The Judge said that Mr Scappaticci was now a person who was at risk of having their good name and personal property affected by evidence that may be given during the tribunal.
That being the case, Judge Smithwick granted him legal representation of one solicitor and one barrister, limited to the days when he may be mentioned in evidence.
The ex-wife of a former British agent who is suing Mr Scappaticci, the Ministry of Defence and the Police Service of Northern Ireland also had a legal team at today's sitting of the tribunal.
Counsel for Margaret Keeley, the former wife of Peter Keeley who uses the name of 'Kevin Fulton', had sought permission to have a 'watching brief' at the tribunal.
Judge Smithwick said this application was following Ms Keeley's claim in the Belfast High Court for damages.
She has claimed she and her husband were 'lifted' by the IRA internal security unit, known as the 'Nutting Squad' and questioned by Mr Scappaticci.
She is taking an action against him, the MOD and the PSNI for the trauma she suffered during the interrogation.
Judge Smithwick said Ms Keeley's legal team could attend any public session, but they will not be entitled to tribunal documentation.
Her former husband has already been given full legal representation at an earlier hearing.
The tribunal was set up in 2005 to investigate claims of collusion by a garda or other State employee in the murder of two senior RUC officers, Chief Supt Harry Breen and Supt Bob Buchanan.

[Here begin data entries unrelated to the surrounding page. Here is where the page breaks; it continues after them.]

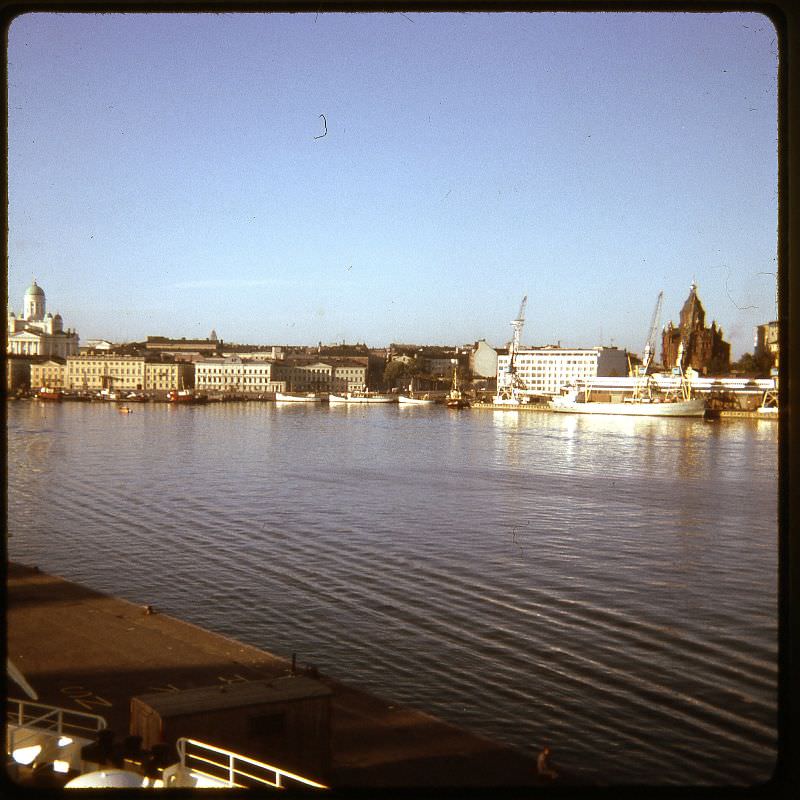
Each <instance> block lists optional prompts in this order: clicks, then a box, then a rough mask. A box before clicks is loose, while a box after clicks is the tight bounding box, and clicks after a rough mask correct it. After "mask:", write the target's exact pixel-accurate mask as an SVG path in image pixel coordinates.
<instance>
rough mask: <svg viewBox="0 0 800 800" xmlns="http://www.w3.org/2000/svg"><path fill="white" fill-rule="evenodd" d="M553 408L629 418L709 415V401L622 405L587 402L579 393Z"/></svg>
mask: <svg viewBox="0 0 800 800" xmlns="http://www.w3.org/2000/svg"><path fill="white" fill-rule="evenodd" d="M549 408H550V410H551V411H560V412H562V413H568V414H621V415H624V416H629V417H702V416H704V415H705V412H706V405H705V401H704V400H703V399H702V398H699V397H698V398H692V399H689V400H669V399H664V400H662V399H658V398H653V399H651V398H647V397H642V398H627V399H626V400H623V401H622V402H621V403H604V402H602V401H600V402H598V401H595V400H586V399H584V396H582V393H581V394H579V393H578V391H577V390H576V389H571V390H570V391H568V392H566V393H565V394H563V395H559V396H558V397H554V398H553V399H552V400H551V401H550V403H549Z"/></svg>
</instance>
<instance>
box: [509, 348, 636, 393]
mask: <svg viewBox="0 0 800 800" xmlns="http://www.w3.org/2000/svg"><path fill="white" fill-rule="evenodd" d="M509 362H510V356H509V355H507V354H505V355H498V357H497V386H498V389H500V388H502V387H505V386H508V385H509V384H510V382H511V377H510V375H509ZM514 363H515V367H516V373H517V377H518V378H519V380H520V381H521V382H522V384H523V385H524V387H525V388H524V389H523V390H522V393H523V394H529V395H551V396H554V395H557V394H559V393H560V391H561V389H562V387H564V386H566V385H567V384H569V383H572V382H574V381H579V380H590V379H591V378H596V377H598V376H612V377H614V376H623V375H627V374H628V356H627V353H626V352H625V351H624V350H618V349H617V348H616V347H591V348H566V347H550V346H548V347H531V348H521V349H520V350H519V351H518V352H517V354H516V357H515V360H514Z"/></svg>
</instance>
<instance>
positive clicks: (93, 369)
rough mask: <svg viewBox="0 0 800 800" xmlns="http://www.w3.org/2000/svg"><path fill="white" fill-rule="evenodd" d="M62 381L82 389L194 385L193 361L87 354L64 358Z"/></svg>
mask: <svg viewBox="0 0 800 800" xmlns="http://www.w3.org/2000/svg"><path fill="white" fill-rule="evenodd" d="M64 382H65V385H66V386H67V388H69V389H78V390H81V391H99V390H101V389H108V390H109V391H115V390H117V391H145V392H147V391H164V392H167V391H169V390H170V389H188V388H192V387H193V386H194V365H193V364H189V363H187V362H182V361H160V360H156V359H147V358H145V357H144V356H125V355H119V354H108V355H101V354H86V355H79V356H70V357H68V358H67V360H66V376H65V379H64Z"/></svg>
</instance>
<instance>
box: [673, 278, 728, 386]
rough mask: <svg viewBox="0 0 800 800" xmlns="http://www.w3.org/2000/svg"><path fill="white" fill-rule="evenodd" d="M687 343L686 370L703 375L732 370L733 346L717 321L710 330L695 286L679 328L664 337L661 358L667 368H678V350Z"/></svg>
mask: <svg viewBox="0 0 800 800" xmlns="http://www.w3.org/2000/svg"><path fill="white" fill-rule="evenodd" d="M681 343H683V363H682V365H681V366H682V367H683V369H684V370H686V369H688V368H689V367H691V368H692V369H694V370H696V371H697V372H698V373H699V374H700V375H725V374H727V373H728V371H729V369H730V361H731V346H730V344H729V343H728V342H726V341H725V340H724V339H723V338H722V328H718V327H717V323H716V321H714V322H712V323H711V326H710V327H708V328H707V327H706V312H705V309H704V308H703V304H702V303H701V302H700V298H699V297H698V295H697V285H696V284H695V283H692V285H691V286H690V288H689V296H688V297H687V298H686V302H685V303H684V304H683V308H682V309H681V313H680V319H679V322H678V324H677V325H675V324H674V323H673V322H671V321H670V322H669V324H668V325H667V326H666V328H664V331H663V334H662V338H661V358H662V363H663V364H664V368H665V369H667V370H670V369H672V368H673V367H675V366H676V365H677V359H678V348H679V347H680V345H681Z"/></svg>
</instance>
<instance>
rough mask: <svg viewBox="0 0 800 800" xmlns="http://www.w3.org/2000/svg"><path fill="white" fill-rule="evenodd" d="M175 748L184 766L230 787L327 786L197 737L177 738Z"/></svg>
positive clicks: (308, 786) (212, 779) (184, 766)
mask: <svg viewBox="0 0 800 800" xmlns="http://www.w3.org/2000/svg"><path fill="white" fill-rule="evenodd" d="M176 747H177V749H178V755H179V757H180V764H181V766H182V767H183V768H185V769H188V770H190V771H191V772H192V773H194V774H198V775H203V776H205V777H207V778H211V779H212V780H214V781H222V782H224V783H225V784H226V785H228V786H231V787H238V788H245V787H252V786H271V787H272V788H275V789H283V788H288V787H292V786H294V787H306V788H314V789H327V788H328V787H327V786H325V785H324V784H322V783H317V782H316V781H312V780H310V779H309V778H304V777H302V776H301V775H296V774H295V773H293V772H288V771H287V770H284V769H280V767H274V766H272V765H271V764H265V763H264V762H262V761H256V760H255V759H253V758H248V757H247V756H242V755H239V754H238V753H234V752H232V751H230V750H225V749H223V748H221V747H216V746H214V745H211V744H206V743H205V742H199V741H197V740H196V739H187V738H185V737H181V738H180V739H178V741H177V743H176Z"/></svg>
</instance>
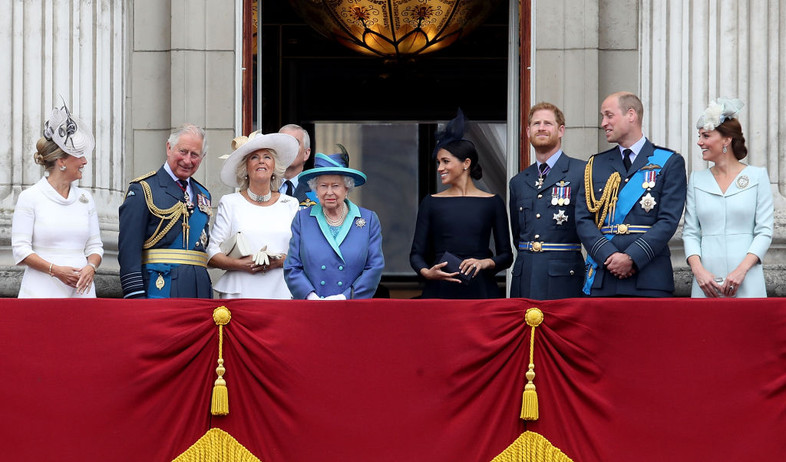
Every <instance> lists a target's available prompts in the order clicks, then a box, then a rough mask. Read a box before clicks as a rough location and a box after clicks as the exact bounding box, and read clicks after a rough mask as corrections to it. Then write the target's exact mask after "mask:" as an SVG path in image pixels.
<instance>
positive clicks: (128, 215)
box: [118, 124, 213, 298]
mask: <svg viewBox="0 0 786 462" xmlns="http://www.w3.org/2000/svg"><path fill="white" fill-rule="evenodd" d="M206 151H207V146H206V144H205V132H204V130H203V129H201V128H200V127H197V126H195V125H191V124H185V125H183V126H181V127H179V128H178V129H177V130H175V131H174V132H173V133H172V134H171V135H170V137H169V139H168V140H167V143H166V162H165V163H164V165H163V166H162V167H161V168H160V169H158V171H157V172H150V173H148V174H146V175H142V176H141V177H139V178H136V179H134V180H133V181H132V182H131V184H130V185H129V187H128V192H127V193H126V197H125V200H124V201H123V204H122V205H121V206H120V234H119V237H118V260H119V262H120V282H121V285H122V287H123V296H124V297H125V298H169V297H172V298H174V297H184V298H212V296H213V289H212V287H211V284H210V276H208V273H207V254H206V253H205V248H206V247H207V243H208V236H209V234H208V222H209V221H210V216H211V214H212V209H211V203H210V193H209V192H208V190H207V189H206V188H205V187H204V186H202V185H201V184H199V183H198V182H196V181H195V180H194V179H193V178H192V176H193V175H194V173H196V171H197V169H198V168H199V164H200V163H201V162H202V159H203V157H204V156H205V153H206Z"/></svg>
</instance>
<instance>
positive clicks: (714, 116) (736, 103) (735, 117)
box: [696, 98, 744, 131]
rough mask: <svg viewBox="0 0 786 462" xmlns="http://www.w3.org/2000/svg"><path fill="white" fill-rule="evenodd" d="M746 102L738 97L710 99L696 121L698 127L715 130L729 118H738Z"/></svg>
mask: <svg viewBox="0 0 786 462" xmlns="http://www.w3.org/2000/svg"><path fill="white" fill-rule="evenodd" d="M742 106H744V104H743V103H742V101H740V100H738V99H737V98H718V99H714V100H712V101H710V104H709V105H708V106H707V109H705V110H704V112H703V113H702V114H701V117H699V120H698V121H697V122H696V129H699V130H700V129H702V128H703V129H704V130H707V131H712V130H715V128H717V127H718V125H720V124H722V123H723V122H725V121H726V120H728V119H736V118H737V115H738V114H739V113H740V110H741V109H742Z"/></svg>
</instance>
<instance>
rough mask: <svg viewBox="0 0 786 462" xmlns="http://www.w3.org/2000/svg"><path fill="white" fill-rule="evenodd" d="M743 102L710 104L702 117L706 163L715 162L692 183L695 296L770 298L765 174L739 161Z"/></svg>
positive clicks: (688, 191) (690, 199) (703, 138)
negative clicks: (740, 109)
mask: <svg viewBox="0 0 786 462" xmlns="http://www.w3.org/2000/svg"><path fill="white" fill-rule="evenodd" d="M740 108H742V102H740V101H739V100H736V99H734V100H731V99H722V98H719V99H717V100H716V101H712V102H711V103H710V105H709V107H708V108H707V110H706V111H705V112H704V114H703V115H702V116H701V118H699V121H698V123H697V128H698V129H699V141H698V145H699V147H700V148H701V150H702V158H703V159H704V160H706V161H710V162H713V163H714V165H713V166H712V167H711V168H709V169H707V170H701V171H697V172H693V173H692V174H691V177H690V181H689V182H688V198H687V206H686V210H685V226H684V230H683V241H684V244H685V255H686V256H687V258H688V264H689V265H690V268H691V271H692V272H693V276H694V277H693V288H692V290H691V296H692V297H766V296H767V289H766V287H765V284H764V272H763V270H762V261H763V259H764V255H765V254H766V253H767V249H768V248H769V247H770V242H771V241H772V229H773V205H772V190H771V189H770V180H769V176H768V175H767V170H766V169H764V168H763V167H753V166H750V165H745V164H743V163H741V162H740V160H741V159H743V158H745V156H746V155H747V153H748V150H747V148H746V147H745V138H744V137H743V135H742V127H741V126H740V123H739V121H738V120H737V118H736V117H737V113H738V112H739V110H740Z"/></svg>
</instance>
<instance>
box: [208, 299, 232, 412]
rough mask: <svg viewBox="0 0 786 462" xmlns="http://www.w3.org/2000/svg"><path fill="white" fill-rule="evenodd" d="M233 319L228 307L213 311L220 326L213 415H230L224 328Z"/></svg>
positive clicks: (213, 406)
mask: <svg viewBox="0 0 786 462" xmlns="http://www.w3.org/2000/svg"><path fill="white" fill-rule="evenodd" d="M230 319H232V313H230V312H229V310H228V309H227V307H225V306H219V307H218V308H216V309H215V310H213V321H215V323H216V325H217V326H218V367H217V368H216V374H218V378H217V379H216V381H215V383H214V384H213V398H212V399H211V401H210V413H211V414H213V415H227V414H229V391H228V390H227V382H226V380H224V373H225V372H226V369H225V368H224V357H223V355H224V326H225V325H227V324H229V320H230Z"/></svg>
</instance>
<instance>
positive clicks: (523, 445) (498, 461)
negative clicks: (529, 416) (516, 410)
mask: <svg viewBox="0 0 786 462" xmlns="http://www.w3.org/2000/svg"><path fill="white" fill-rule="evenodd" d="M491 462H573V460H572V459H571V458H570V457H568V456H566V455H565V453H563V452H562V451H560V450H559V449H558V448H555V447H554V445H552V444H551V443H550V442H549V440H547V439H546V438H544V437H543V436H542V435H539V434H538V433H535V432H529V431H527V432H524V433H522V434H521V435H520V436H519V437H518V438H516V441H514V442H513V443H512V444H511V445H510V446H508V447H507V449H505V450H504V451H502V452H501V453H500V454H499V455H498V456H497V457H495V458H494V459H493V460H492V461H491Z"/></svg>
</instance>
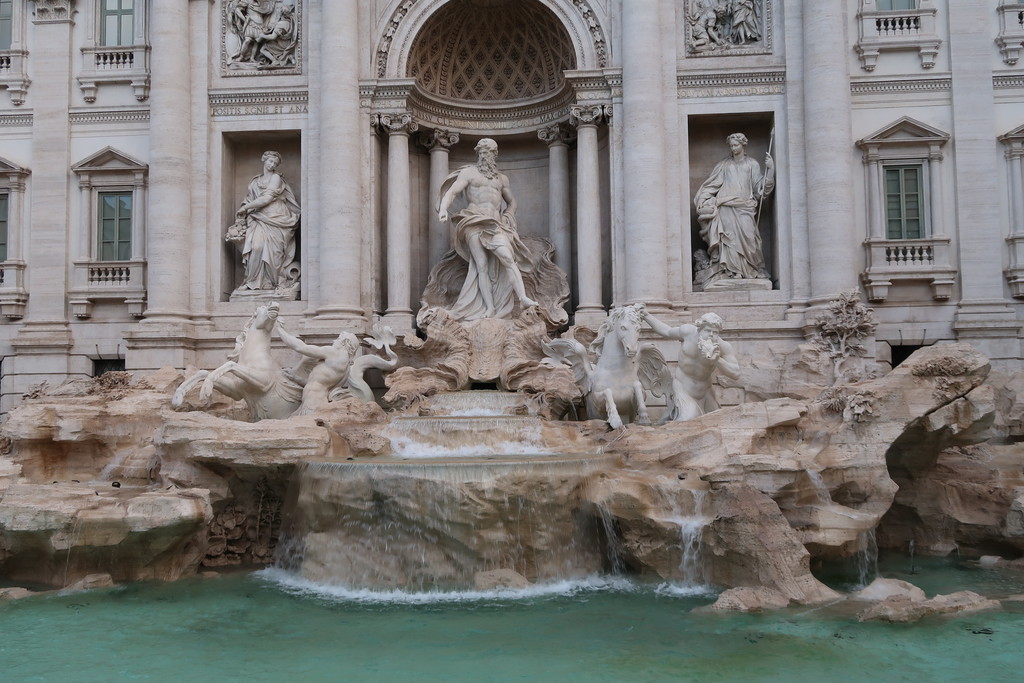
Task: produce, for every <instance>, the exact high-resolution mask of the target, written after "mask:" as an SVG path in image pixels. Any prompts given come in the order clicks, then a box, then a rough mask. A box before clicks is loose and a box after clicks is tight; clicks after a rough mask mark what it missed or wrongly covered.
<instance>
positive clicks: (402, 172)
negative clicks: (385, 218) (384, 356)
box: [377, 113, 419, 331]
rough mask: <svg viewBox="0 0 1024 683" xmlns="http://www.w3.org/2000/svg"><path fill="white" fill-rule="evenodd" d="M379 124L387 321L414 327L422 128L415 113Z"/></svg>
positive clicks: (405, 115) (380, 118)
mask: <svg viewBox="0 0 1024 683" xmlns="http://www.w3.org/2000/svg"><path fill="white" fill-rule="evenodd" d="M377 127H378V129H379V130H380V131H381V132H384V133H387V310H386V311H385V314H384V321H385V323H386V324H387V325H390V326H391V327H392V328H394V329H395V330H396V331H397V330H402V331H406V330H412V329H413V307H412V305H411V304H410V300H411V294H412V280H411V278H410V272H411V270H412V258H411V253H412V242H413V229H412V219H413V212H412V206H411V200H410V185H409V136H410V134H412V133H415V132H416V130H417V129H418V128H419V126H418V124H417V123H416V122H415V121H414V120H413V115H412V114H408V113H407V114H394V115H392V114H380V115H378V116H377Z"/></svg>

They were murdered by the IRA as they drove back into Northern Ireland in March 1989.
Following today's sitting, a total of three former gardaí now have legal representation at the tribunal.
Former Sergeant Finbar Hickey was stationed in Hackballscross but was sentenced for signing false passport application forms for members of the Provisional IRA.
Judge Smithwick said Mr Hickey had been interviewed by the tribunal and would be called to give evidence later.
He granted Mr Hickey legal representation of one barrister and one solicitor.
Former garda Leo Colton also sought legal representation at the tribunal.
The Judge was told that allegations had been made that his client was involved with two members of the Provisional IRA and that there was another serious matter which was an attack on his character.
His solicitor, Dermot Lavery, said his client was someone whose conduct is under investigation by the tribunal and he wanted to be legal represented.
Judge Smithwick granted him legal representation.
At an earlier hearing, former garda Owen Corrigan was granted legal representation at the tribunal.
It had been claimed under parliamentary privilege in the UK that he may have been the mole but Mr Corrigan has always strenuously denied this.
At today's sitting, the PSNI was also granted legal representation as was the Attorney General and Eilish Morley.
The tribunal is expected to hear an opening statement from Judge Smithwick on 7 June and then begin hearing evidence two days later.
It was originally set up in 2005 but began its investigative phase in early 2006.
Although an original opening statement and two brief hearings were held shortly afterwards, no evidence has been heard in the tribunal in public.
Supt Bob Buchanan and Chief Supt Harry Breen were murdered by the IRA in March 1989 as they returned to the North following a meeting in Dundalk Garda Station.